数値が基準値に満たなかった者は、"箱"へ
全てクリアした者は、第ニテストを受ける。
第二テスト 実践テスト
全てが第一テストのとき測定された数値に満たされているか、確認。
主に運動能力、頭脳、生存能力、生命力が試される。
参加者は全員5歳から12歳の子供
子どもたちを地下の大きな広間に数カ月間、閉じ込めて能力をテスト。
水や食料は支給されない。
第二テストの最終日には、歯型のついた子供の骨と
赤黒いシミのついた冷たい鉄の壁、こびりついた耐え難い悪臭のみが残った。
子供の骨は、"箱"へ
肉から骨がはみ出した無残な姿の僕たちは
第三テストのため、数カ月の療養が言い渡される。
第三テスト 適合テスト
この施設が作られた理由である、"適合"。
テストと言うよりかは、実践。
注射器にいっぱいになるまで入れられた赤黒い液体を
1ヶ月間、毎日注入される。
耐え難い激痛と、生理的嫌悪が全身を襲う。
発狂死した者も少なくはない。
発狂死した者は、″箱″へ
一ヶ月を終えた子供たちは、
施設内のキッズスペースに通される。
「ねえねえ!リアトリスは″外″から来たんでしょう」
青空に虹がかかった壁と、天井からぶらさがったユニコーンの飾り物を見ながら、年下の子供たちは俺に聞いた。
「うん。
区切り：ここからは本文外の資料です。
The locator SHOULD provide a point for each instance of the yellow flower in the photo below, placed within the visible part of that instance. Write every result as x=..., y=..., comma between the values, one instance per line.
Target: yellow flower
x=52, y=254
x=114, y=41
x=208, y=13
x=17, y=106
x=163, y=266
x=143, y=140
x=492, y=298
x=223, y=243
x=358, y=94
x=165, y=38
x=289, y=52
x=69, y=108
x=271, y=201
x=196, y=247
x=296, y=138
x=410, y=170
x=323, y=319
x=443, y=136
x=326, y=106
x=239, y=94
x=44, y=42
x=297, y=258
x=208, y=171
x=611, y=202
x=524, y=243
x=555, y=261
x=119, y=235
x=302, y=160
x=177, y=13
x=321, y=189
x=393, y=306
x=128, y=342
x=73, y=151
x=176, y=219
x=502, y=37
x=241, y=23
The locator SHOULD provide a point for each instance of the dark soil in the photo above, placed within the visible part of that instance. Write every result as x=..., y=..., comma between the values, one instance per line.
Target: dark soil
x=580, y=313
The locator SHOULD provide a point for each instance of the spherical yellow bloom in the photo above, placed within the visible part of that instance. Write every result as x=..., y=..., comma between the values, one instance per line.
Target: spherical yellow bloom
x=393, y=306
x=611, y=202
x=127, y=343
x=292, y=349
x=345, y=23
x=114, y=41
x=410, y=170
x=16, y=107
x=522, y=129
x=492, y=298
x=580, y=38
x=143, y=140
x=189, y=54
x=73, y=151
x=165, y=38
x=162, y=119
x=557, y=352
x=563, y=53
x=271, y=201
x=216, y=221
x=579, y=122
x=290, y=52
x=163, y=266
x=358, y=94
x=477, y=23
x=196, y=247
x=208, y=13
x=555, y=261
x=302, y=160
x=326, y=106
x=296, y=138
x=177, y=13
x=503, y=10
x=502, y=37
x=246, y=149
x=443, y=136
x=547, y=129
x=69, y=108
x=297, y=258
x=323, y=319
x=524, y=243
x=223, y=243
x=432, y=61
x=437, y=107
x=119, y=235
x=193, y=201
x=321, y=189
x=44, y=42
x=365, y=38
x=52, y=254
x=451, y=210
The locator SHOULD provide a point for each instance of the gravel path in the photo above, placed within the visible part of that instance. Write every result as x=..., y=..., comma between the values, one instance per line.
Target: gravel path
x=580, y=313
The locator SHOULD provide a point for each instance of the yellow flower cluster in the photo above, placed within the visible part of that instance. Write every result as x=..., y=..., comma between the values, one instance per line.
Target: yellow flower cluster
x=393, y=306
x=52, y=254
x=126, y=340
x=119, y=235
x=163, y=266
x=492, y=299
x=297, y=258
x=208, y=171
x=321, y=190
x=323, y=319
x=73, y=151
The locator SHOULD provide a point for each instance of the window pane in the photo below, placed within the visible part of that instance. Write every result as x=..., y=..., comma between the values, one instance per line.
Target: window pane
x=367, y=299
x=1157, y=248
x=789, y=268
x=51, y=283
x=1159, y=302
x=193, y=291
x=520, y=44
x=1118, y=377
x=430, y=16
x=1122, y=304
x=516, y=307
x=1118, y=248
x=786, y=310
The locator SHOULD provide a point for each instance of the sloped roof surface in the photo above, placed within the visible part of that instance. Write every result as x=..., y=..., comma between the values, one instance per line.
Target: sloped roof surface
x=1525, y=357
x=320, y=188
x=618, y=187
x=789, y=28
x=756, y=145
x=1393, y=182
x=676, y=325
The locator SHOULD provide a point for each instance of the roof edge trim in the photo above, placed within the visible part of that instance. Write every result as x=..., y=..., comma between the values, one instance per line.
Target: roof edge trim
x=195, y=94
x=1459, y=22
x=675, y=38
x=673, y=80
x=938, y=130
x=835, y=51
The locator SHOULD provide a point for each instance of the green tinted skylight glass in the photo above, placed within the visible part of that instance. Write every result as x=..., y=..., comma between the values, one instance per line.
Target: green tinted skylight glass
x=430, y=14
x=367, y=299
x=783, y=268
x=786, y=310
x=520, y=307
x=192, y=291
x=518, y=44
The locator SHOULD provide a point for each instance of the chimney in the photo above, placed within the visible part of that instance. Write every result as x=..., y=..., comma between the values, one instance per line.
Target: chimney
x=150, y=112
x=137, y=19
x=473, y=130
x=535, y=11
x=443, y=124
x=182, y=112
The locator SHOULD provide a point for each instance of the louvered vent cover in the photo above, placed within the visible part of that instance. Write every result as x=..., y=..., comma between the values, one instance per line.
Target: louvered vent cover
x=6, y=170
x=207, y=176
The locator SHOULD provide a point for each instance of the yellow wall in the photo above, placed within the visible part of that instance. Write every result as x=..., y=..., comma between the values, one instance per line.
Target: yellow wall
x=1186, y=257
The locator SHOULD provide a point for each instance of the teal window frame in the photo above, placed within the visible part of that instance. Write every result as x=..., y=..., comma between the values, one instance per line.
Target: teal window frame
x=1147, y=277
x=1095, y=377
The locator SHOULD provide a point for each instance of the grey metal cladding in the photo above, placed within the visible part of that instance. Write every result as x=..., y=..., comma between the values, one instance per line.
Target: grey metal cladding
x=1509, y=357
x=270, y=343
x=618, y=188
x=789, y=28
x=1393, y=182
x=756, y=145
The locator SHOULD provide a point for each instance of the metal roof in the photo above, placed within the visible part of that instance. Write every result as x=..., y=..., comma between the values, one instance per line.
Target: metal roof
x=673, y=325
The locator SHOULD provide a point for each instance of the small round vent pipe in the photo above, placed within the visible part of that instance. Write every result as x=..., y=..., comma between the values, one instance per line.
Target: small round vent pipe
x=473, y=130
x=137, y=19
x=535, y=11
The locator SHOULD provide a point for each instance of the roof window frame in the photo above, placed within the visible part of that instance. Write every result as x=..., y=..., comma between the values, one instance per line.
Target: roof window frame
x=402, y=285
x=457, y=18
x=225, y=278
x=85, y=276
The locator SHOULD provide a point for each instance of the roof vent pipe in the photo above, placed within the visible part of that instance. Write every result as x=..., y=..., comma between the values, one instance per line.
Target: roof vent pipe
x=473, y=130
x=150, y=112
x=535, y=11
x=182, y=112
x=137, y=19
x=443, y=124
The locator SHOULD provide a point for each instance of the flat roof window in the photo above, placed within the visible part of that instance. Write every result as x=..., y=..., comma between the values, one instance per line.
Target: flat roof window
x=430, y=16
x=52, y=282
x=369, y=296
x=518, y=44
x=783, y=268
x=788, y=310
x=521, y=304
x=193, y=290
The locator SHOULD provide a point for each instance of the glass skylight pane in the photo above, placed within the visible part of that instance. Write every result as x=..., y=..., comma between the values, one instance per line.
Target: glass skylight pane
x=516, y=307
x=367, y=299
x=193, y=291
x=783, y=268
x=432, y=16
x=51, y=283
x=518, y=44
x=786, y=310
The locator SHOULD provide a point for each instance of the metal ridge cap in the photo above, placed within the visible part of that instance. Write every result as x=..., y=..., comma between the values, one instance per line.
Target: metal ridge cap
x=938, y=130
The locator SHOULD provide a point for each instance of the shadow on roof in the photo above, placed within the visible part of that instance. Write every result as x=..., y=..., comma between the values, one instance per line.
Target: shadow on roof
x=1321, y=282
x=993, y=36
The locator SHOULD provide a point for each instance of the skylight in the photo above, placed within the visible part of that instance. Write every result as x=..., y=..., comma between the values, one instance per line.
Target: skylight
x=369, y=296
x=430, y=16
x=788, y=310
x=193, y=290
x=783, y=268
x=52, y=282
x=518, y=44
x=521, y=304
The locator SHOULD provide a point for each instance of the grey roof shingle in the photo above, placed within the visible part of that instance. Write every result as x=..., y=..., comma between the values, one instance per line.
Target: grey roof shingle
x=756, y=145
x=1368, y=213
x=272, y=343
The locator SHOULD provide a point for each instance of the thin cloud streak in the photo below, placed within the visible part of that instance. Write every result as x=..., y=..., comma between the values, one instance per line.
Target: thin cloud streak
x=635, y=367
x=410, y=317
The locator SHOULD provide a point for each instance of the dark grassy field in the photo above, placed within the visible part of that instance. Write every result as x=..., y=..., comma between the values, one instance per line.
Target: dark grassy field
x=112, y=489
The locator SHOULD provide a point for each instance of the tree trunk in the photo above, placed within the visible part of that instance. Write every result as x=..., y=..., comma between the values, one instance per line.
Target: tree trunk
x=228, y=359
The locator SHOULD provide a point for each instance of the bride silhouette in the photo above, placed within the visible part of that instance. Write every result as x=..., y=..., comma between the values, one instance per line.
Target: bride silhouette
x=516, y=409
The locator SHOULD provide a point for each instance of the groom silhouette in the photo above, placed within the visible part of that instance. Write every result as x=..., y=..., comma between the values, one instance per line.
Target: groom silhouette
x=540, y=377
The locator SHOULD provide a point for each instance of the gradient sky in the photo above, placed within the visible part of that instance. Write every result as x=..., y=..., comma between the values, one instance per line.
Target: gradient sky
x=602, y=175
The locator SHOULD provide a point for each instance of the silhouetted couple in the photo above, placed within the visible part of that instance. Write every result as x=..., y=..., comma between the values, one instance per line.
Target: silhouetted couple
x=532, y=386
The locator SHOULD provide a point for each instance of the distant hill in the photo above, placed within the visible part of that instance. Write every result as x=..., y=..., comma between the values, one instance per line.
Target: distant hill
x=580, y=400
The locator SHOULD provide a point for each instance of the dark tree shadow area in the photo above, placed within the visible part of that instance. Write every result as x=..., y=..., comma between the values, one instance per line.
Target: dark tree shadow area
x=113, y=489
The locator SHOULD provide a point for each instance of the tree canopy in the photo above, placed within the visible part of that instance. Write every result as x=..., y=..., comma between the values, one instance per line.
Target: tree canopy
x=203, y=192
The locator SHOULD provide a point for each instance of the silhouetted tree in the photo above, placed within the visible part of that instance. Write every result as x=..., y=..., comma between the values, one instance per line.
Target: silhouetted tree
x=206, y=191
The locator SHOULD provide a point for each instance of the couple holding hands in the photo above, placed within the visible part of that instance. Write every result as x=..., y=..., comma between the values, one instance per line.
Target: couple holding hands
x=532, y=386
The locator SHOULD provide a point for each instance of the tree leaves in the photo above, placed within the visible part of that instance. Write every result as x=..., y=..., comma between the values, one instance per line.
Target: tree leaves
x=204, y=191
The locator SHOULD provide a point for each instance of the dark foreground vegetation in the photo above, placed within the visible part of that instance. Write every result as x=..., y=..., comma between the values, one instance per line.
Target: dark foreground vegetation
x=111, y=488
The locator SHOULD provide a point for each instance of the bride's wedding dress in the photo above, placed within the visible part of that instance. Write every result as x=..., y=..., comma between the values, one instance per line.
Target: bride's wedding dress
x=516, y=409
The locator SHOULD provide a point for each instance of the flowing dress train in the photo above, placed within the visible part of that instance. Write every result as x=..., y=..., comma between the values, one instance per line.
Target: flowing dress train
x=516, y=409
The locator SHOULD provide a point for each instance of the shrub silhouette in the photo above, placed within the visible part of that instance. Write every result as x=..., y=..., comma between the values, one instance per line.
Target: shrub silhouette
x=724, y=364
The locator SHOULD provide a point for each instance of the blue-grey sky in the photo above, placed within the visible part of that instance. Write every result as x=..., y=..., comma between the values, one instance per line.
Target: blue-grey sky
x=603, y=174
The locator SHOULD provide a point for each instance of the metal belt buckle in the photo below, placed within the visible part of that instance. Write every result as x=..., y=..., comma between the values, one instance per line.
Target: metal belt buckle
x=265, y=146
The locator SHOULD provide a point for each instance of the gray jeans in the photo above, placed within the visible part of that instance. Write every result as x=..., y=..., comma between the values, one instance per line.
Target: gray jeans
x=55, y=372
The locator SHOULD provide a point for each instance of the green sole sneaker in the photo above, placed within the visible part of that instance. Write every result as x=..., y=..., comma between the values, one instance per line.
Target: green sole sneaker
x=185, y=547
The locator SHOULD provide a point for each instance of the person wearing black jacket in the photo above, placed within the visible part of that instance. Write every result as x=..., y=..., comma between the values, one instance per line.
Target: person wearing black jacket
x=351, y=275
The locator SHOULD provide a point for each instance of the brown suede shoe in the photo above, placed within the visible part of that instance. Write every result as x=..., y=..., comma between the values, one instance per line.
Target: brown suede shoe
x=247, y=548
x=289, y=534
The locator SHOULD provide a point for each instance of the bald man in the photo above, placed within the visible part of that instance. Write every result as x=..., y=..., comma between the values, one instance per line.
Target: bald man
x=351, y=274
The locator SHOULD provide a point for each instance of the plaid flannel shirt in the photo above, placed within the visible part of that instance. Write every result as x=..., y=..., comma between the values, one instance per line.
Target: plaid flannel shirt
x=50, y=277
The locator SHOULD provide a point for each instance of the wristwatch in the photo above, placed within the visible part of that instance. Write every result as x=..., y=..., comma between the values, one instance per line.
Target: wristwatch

そうだよ」
「へえ!外って本当にあるんだ!」
子供たちは施設で徹底的に管理された子供。
ドクターは彼らを モルモット と呼んだ。
外部から連れてこられた子供たちの中で、
生き残ったのは俺___リアトリスだけだった。
幸せを知らない者は、幸せを想像することができないから。
だから、モルモットたちは痛みのない生活を想像できない。
「外には、高い天井があってたくさんの電球がぶら下がってるんでしょ?」
モルモットに与えられる情報は制限される。
外の世界のことは、ここでは言っちゃいけないこと。
だけど、人が2人いたら噂が広がるというように、
情報を完全に制限することはできなかった。
「そうだよ。高い天井は "空" って言って、電球は "星" って言うんだよ」
そうやって、外のことを教えると彼らは嬉しそうに笑う。
太陽と呼ばれる大きな電灯が、東という方向から昇って
西という方向に沈むと、月が昇る。
月という太陽より少し小さな電灯が昇ると、"夜" になって星が現れる。
外には、たくさんの人間がいて
木と呼ばれるふさふさとした毛布みたいなのがいっぱい生えてる。
動物っていう、人間とは違う形の生き物がいっぱいいて
そこのユニコーンとそっくりなのもいる。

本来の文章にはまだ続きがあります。